As an experienced regatta racer, Blackmore has had his fair share of victories on the racing circuit, testing the mettle of his first Ammonite at the Loro Piana Superyacht Regatta in 2016 and scooping the win at the New Zealand Millenium Cup in 2018. This time, he’s hoping to secure another Millennium Cup victory in 2021 with the latest Ammonite, and will be heading to Auckland for the Mastercard Superyacht Regatta. “That will be our first test to see whether this boat is any good or not. We've spent quite a bit of time trying to optimise it and it’ll be interesting to see how well we've done our homework.”
With a lightweight carbon fibre hull, a lifting keel, twin rudders and a fixed bowsprit, Ammonite certainly has all the credentials of a race winner, but, as Blackmore points out, “you never really know until you get on the racetrack so we'll see what happens.”
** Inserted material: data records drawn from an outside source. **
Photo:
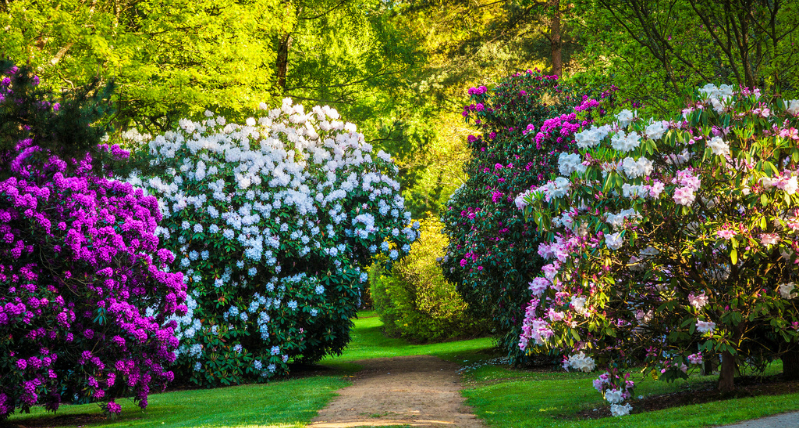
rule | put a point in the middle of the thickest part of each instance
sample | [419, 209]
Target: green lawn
[517, 398]
[291, 403]
[501, 396]
[368, 342]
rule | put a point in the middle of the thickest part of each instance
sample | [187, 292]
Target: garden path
[417, 391]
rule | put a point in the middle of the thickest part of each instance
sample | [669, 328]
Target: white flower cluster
[251, 207]
[719, 96]
[581, 362]
[591, 137]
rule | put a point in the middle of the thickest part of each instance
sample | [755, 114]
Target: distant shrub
[415, 301]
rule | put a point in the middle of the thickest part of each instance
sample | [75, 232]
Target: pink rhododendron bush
[274, 222]
[671, 242]
[85, 292]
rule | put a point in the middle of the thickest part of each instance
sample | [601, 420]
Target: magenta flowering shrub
[85, 291]
[672, 242]
[526, 122]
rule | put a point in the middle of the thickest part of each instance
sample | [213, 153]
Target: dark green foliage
[492, 255]
[68, 125]
[414, 300]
After New Zealand, the plan is to head north towards Fiji and the Lau Islands, with Vanuatu and New Guinea on the agenda too. “I'm not sure then whether we're going to go west and do some regattas in Asia, or we might go to Tahiti again. I don't want to be too planned. I think being a little unplanned adds a bit of mystery and a bit of beauty to the whole thing.”
Some of the world's most remote islands scattered throughout the South Pacific might appear well off the beaten track to most, but Blackmore has become familiar with the region over the past few years. In the episode he shares some of his incredible stories from his travels in the area - like the time he became an honorary chief in Samoa, being offered three pigs and four baggy shells for his step daughter’s hand in marriage in New Guinea, or when 70 local Fijians were dancing in the galley of Ammonite. “You don't get those experiences in the Med or the Caribbean," he said.
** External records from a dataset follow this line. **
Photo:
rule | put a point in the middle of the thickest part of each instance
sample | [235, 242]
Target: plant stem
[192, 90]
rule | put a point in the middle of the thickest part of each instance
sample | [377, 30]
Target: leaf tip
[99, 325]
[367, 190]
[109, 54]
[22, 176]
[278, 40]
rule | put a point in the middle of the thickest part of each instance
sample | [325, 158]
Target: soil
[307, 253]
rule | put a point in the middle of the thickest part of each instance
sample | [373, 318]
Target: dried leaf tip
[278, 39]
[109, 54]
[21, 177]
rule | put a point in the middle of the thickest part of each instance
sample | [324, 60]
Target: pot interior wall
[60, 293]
Blackmore also likes to give back to the local communities across the South Pacific whenever he's there, be it through giving football boots or reading glasses, and urges those looking to travel to the region to do the same. “They'll love you forever. It's just a beautiful experience.”
“I've spent my whole life working hard so I make more money so that I can buy a faster car or a bigger boat with a genuine belief that I'm going to be happier in my 96-foot boat than I am in an 82-foot. These people are all really happy and they've got nothing."
"I think the older you get in life, suddenly the money's not as important as it was when you were younger, and it is about happiness, it is about your friendships and the people that surround you that suddenly take on a greater importance," said Blackmore.
When he’s not halfway around the world making friends with the locals in Fiji, he can be found at home in Sydney. “A good weekend for me on the Pittwater is with the wife and the two dogs out on the boat.”